How many treatment sessions will I need? Your doctor will create a customized course of therapy for you based upon the extent, thickness, and location of the lesions. Some patients enjoy clearing after about 8 sessions.

How do I prepare for treatment? No extensive preparation is required for laser therapy. Just ensure that the skin to be treated is clean, dry, and free of any make-up, lotion, or creams containing SPF protection.

Are there side effects? The side effects of laser therapy are minimal. Most patients report no side effects. A few patients have reported a mild and short-lived redness at the lesion site. More serious side effects such as blistering and hyper-pigmentation are rare and short-lived.

Are laser treatments covered by insurance? Many national, state, and local insurance companies cover the laser treatment, but coverage levels will vary by plan. Talk to your doctor’s billing staff for details about your insurance coverage.
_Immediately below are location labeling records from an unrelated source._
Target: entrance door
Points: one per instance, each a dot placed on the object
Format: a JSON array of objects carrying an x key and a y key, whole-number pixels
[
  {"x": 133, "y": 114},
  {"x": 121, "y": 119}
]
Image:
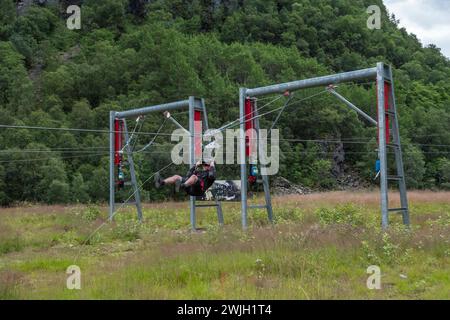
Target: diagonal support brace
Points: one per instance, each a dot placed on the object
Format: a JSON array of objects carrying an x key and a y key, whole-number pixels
[{"x": 331, "y": 90}]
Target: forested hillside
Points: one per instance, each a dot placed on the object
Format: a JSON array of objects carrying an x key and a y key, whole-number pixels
[{"x": 134, "y": 53}]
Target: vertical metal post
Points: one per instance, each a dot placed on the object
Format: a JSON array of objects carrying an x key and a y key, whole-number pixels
[
  {"x": 265, "y": 178},
  {"x": 112, "y": 181},
  {"x": 192, "y": 155},
  {"x": 137, "y": 195},
  {"x": 382, "y": 146},
  {"x": 398, "y": 153},
  {"x": 243, "y": 157}
]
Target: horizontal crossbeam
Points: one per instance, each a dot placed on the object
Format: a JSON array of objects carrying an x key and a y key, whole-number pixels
[{"x": 313, "y": 82}]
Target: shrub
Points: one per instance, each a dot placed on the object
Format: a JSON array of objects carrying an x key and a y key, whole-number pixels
[
  {"x": 91, "y": 213},
  {"x": 344, "y": 214}
]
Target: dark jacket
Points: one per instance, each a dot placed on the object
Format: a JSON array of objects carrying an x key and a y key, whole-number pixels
[{"x": 206, "y": 178}]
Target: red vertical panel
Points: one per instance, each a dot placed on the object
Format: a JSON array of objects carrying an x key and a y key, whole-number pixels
[
  {"x": 387, "y": 92},
  {"x": 249, "y": 124},
  {"x": 118, "y": 128},
  {"x": 198, "y": 134}
]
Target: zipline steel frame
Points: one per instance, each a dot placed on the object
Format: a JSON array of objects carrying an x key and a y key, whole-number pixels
[
  {"x": 197, "y": 109},
  {"x": 387, "y": 113}
]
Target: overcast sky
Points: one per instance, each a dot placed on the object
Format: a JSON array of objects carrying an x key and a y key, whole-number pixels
[{"x": 429, "y": 20}]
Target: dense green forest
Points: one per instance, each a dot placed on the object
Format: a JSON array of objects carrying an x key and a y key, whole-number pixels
[{"x": 135, "y": 53}]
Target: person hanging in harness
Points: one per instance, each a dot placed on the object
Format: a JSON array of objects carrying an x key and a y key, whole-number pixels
[{"x": 196, "y": 182}]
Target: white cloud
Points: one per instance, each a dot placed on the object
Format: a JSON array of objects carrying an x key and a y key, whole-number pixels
[{"x": 429, "y": 20}]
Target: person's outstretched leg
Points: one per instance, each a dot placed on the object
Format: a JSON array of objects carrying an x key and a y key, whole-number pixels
[
  {"x": 159, "y": 182},
  {"x": 191, "y": 181}
]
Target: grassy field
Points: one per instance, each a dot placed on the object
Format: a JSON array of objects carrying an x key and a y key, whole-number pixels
[{"x": 319, "y": 248}]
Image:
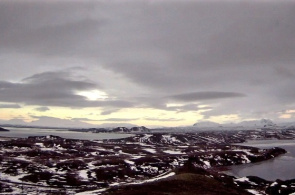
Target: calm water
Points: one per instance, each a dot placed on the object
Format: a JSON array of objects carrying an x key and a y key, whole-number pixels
[
  {"x": 282, "y": 167},
  {"x": 26, "y": 132}
]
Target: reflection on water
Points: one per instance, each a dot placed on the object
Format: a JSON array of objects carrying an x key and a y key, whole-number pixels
[
  {"x": 281, "y": 167},
  {"x": 26, "y": 132}
]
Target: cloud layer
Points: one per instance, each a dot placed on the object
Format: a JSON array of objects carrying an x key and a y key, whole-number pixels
[{"x": 216, "y": 57}]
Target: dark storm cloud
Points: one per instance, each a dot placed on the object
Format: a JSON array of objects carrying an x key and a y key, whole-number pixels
[
  {"x": 53, "y": 89},
  {"x": 42, "y": 109},
  {"x": 9, "y": 106},
  {"x": 237, "y": 53},
  {"x": 205, "y": 95}
]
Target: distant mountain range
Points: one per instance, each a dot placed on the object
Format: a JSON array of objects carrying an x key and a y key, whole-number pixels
[{"x": 263, "y": 123}]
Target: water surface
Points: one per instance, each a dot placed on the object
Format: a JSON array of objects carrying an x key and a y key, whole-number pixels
[
  {"x": 26, "y": 132},
  {"x": 281, "y": 167}
]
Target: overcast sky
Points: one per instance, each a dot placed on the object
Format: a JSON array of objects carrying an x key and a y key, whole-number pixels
[{"x": 147, "y": 62}]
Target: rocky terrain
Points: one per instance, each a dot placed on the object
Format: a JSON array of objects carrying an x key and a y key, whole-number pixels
[{"x": 191, "y": 161}]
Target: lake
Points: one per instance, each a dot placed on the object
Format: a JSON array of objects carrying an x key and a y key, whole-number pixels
[
  {"x": 26, "y": 132},
  {"x": 282, "y": 167}
]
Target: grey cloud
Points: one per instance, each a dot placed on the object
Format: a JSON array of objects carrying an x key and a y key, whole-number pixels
[
  {"x": 119, "y": 119},
  {"x": 54, "y": 89},
  {"x": 109, "y": 111},
  {"x": 42, "y": 109},
  {"x": 9, "y": 105},
  {"x": 205, "y": 95},
  {"x": 162, "y": 119},
  {"x": 222, "y": 50}
]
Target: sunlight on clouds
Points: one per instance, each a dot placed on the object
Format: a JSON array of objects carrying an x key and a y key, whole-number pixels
[
  {"x": 285, "y": 116},
  {"x": 93, "y": 95},
  {"x": 174, "y": 105},
  {"x": 224, "y": 118}
]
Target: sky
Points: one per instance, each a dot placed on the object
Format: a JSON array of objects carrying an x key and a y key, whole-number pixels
[{"x": 146, "y": 62}]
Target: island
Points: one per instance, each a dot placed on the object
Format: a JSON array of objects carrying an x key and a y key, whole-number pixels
[
  {"x": 2, "y": 129},
  {"x": 146, "y": 163}
]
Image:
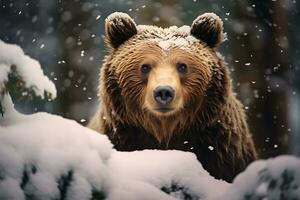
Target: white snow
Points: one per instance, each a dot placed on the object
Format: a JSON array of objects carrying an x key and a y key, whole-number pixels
[
  {"x": 277, "y": 178},
  {"x": 55, "y": 146},
  {"x": 27, "y": 68},
  {"x": 45, "y": 156}
]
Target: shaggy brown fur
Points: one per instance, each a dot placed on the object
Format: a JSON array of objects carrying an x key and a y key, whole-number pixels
[{"x": 207, "y": 113}]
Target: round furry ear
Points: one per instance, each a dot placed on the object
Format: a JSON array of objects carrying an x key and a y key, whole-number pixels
[
  {"x": 208, "y": 27},
  {"x": 119, "y": 27}
]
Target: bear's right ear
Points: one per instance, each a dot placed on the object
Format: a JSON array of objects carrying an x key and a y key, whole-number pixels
[
  {"x": 208, "y": 27},
  {"x": 119, "y": 27}
]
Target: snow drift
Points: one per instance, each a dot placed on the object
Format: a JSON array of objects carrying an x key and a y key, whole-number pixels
[{"x": 44, "y": 156}]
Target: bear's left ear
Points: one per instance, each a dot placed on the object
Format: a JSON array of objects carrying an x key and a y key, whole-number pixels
[
  {"x": 119, "y": 27},
  {"x": 208, "y": 27}
]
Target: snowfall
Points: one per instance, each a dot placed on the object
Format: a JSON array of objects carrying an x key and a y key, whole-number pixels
[{"x": 45, "y": 156}]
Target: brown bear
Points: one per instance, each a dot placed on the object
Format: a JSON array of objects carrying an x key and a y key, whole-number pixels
[{"x": 168, "y": 88}]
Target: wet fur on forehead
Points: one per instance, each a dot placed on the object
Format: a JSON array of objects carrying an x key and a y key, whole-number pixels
[{"x": 127, "y": 62}]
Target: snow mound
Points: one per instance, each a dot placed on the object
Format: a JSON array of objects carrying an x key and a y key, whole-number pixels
[
  {"x": 41, "y": 153},
  {"x": 44, "y": 156},
  {"x": 277, "y": 179},
  {"x": 14, "y": 62}
]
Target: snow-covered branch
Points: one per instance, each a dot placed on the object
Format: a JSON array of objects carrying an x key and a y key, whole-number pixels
[
  {"x": 25, "y": 73},
  {"x": 44, "y": 156}
]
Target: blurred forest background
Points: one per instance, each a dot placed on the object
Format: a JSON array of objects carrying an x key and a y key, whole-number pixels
[{"x": 262, "y": 52}]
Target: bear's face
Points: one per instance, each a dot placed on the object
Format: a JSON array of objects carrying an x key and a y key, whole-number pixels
[{"x": 162, "y": 74}]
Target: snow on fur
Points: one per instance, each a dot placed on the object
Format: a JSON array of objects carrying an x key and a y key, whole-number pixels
[
  {"x": 171, "y": 37},
  {"x": 27, "y": 69},
  {"x": 45, "y": 156}
]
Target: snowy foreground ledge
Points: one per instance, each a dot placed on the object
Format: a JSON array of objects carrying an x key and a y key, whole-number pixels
[{"x": 44, "y": 156}]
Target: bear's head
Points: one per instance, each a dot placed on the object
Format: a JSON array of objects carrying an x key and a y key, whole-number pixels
[{"x": 163, "y": 79}]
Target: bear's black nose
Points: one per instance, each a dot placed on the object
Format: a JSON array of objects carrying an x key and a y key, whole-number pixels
[{"x": 163, "y": 95}]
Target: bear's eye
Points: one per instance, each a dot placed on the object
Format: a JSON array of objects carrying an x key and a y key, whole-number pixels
[
  {"x": 181, "y": 67},
  {"x": 145, "y": 68}
]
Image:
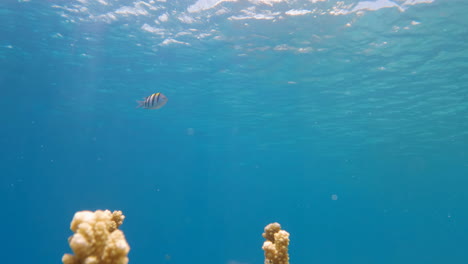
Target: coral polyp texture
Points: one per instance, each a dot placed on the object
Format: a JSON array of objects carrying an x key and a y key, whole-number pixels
[
  {"x": 97, "y": 239},
  {"x": 276, "y": 244}
]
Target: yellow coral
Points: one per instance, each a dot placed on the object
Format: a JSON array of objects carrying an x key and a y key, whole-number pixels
[
  {"x": 97, "y": 239},
  {"x": 276, "y": 246}
]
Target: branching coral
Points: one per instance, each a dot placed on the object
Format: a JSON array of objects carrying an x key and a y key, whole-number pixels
[
  {"x": 97, "y": 239},
  {"x": 276, "y": 244}
]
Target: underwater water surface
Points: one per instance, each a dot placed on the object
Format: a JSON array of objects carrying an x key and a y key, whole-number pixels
[{"x": 345, "y": 121}]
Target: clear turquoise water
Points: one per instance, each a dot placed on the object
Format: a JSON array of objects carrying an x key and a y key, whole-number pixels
[{"x": 274, "y": 108}]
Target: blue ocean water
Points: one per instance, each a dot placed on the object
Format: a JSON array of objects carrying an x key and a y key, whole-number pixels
[{"x": 345, "y": 121}]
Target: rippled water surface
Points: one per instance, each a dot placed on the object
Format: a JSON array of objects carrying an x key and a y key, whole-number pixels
[{"x": 345, "y": 121}]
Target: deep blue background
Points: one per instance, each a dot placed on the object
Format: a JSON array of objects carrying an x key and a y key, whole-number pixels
[{"x": 242, "y": 142}]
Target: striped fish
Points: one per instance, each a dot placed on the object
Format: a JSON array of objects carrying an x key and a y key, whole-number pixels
[{"x": 154, "y": 101}]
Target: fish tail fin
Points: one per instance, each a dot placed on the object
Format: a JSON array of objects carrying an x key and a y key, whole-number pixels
[{"x": 140, "y": 104}]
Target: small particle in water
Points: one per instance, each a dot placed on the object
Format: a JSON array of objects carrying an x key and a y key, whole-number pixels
[{"x": 190, "y": 131}]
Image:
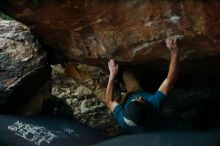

What Patients Say about EX-308 Excimer Laser Treatments:

“I’ve had moderate psoriasis since I was a child. My doctor told me he could help me achieve remission with the EX-308 excimer laser. I was skeptical, but now, for the first time in 10 years, I can wear short-sleeves and a bathing suit. I am experiencing remission for the first time in my life.” 
Marilyn R. 

“The EX-308 is the only treatment that has ever worked for my scalp. I’ve tried injections, creams, shampoos, oral medications, and none of it worked. But, since I started the laser treatments, my scalp has cleared more than 85%. There is no pain or side-effects.”
Gary D.

Systemic psoriasis medications are taken orally or injected into the skin or veins. These medications work from the inside of the body and treat the entire body. Some of the commonly prescribed oral medications include

  • methotrexate
  • cyclosporine
  • acitretin.

A newer class of medication is the biologics. These medications suppress the immune system to control the over-activity causing the psoriasis. The biologics are taken by injection (Etanercept, adalimumab, ustekinumab) or infusion (infliximab). Other biologics include Secukinumab, Ixekizumab, and Guselkumab.